I would like to show an archive of posts that have two taxonomy terms in common. So for example, I'd like to show all posts that have both the terms "sauce" and "cheese" in the custom food taxonomy.

The trick is that I'd like to do this using the url. The closest I've come is with:

example.com?food[]=sauce&food[]=cheese

Upon inspecting the $query from the pre_get_posts filter, I can see that:

WP_Tax_Query::__set_state(array(
   'queries' => 
  array (
    0 => 
    array (
      'taxonomy' => 'food',
      'terms' => 
      array (
        0 => 'sauce',
        1 => 'cheese',
      ),
      'field' => 'slug',
      'operator' => 'IN',
      'include_children' => true,
    ),
  ),

So then I change the operator to AND like so:

add_action('pre_get_posts', function($query) {

    $query->tax_query->queries[0]['operator'] = 'AND';

});

But my results are always including posts that have at least one term instead of posts that have all terms.

According to Query Monitor, the main query is as such (and you can see that it's looking for posts that have either of the two term IDs.

SELECT SQL_CALC_FOUND_ROWS wp_posts.ID
FROM wp_posts
LEFT JOIN wp_term_relationships
ON (wp_posts.ID = wp_term_relationships.object_id)
WHERE 1=1
AND ( wp_term_relationships.term_taxonomy_id IN (6,9) )

So, how can I formulate a url to get only posts with both taxonomy-terms?

Was it helpful?

Solution 2

When I registered my taxonomy, I left out the argument for 'rewrite', which then defaulted to true.
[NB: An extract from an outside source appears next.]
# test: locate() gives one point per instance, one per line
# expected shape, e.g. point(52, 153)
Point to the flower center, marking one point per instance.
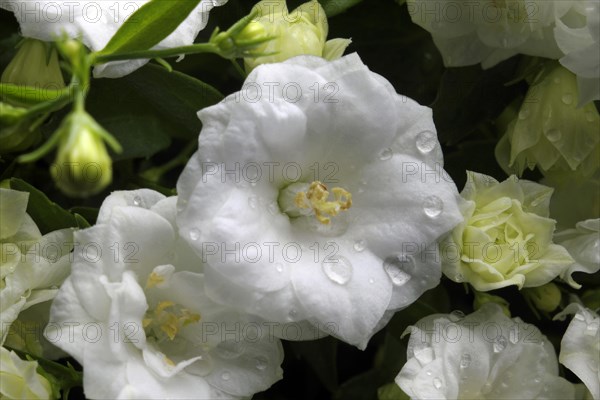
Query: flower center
point(167, 319)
So by default, WordPress wanted to rewrite the url as /food/whatever/. The tricky thing was that it did accept the format ?food=whatever , but wouldn't accept two different terms in that format when joined with a plus.
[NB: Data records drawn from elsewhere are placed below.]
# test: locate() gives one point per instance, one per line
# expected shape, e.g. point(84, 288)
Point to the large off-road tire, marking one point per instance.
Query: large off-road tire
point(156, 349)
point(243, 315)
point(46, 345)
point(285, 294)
The solution was to specify the rewrite arg of register_taxonomy() like so:

register_taxonomy( 'food', 'post', [
   ...
   'rewrite' => [
      'slug' => 'filter',
      'with_front' => false,
   ],
   ...
]);

And then I can use /food/sauce+cheese like @jdm2112 and the docs specify.

OTHER TIPS

Looks like you can define the AND logical operator with the URL parameters, specifically adding the "+" between your terms like this: url?taxonomy=term1+term2

This will ensure that only posts containing all terms listed are returned.
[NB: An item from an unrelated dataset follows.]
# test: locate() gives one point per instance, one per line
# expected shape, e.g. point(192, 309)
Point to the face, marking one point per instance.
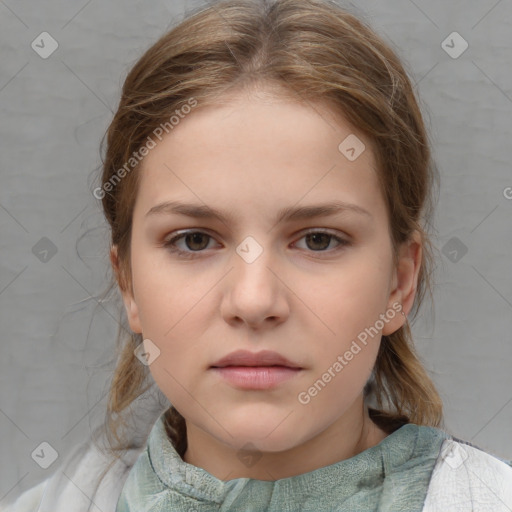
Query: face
point(303, 287)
Example: https://example.com/blog?food=sauce+cheese

[tax_query] => WP_Tax_Query Object
        (
        [queries] => Array
            (
                [0] => Array
                    (
                        [taxonomy] => food
                        [terms] => Array
                            (
                                [0] => sauce
                            )
                        [field] => slug
                        [operator] => IN
                        [include_children] => 1
                    )
                [1] => Array
                    (
                        [taxonomy] => food
                        [terms] => Array
                            (
                                [0] => cheese
                            )
                        [field] => slug
                        [operator] => IN
                        [include_children] => 1
                    )
            )
        [relation] => AND

Notice the relation is definitely AND between the terms.

In local testing, I can confirm the returned posts are only those that contain BOTH terms.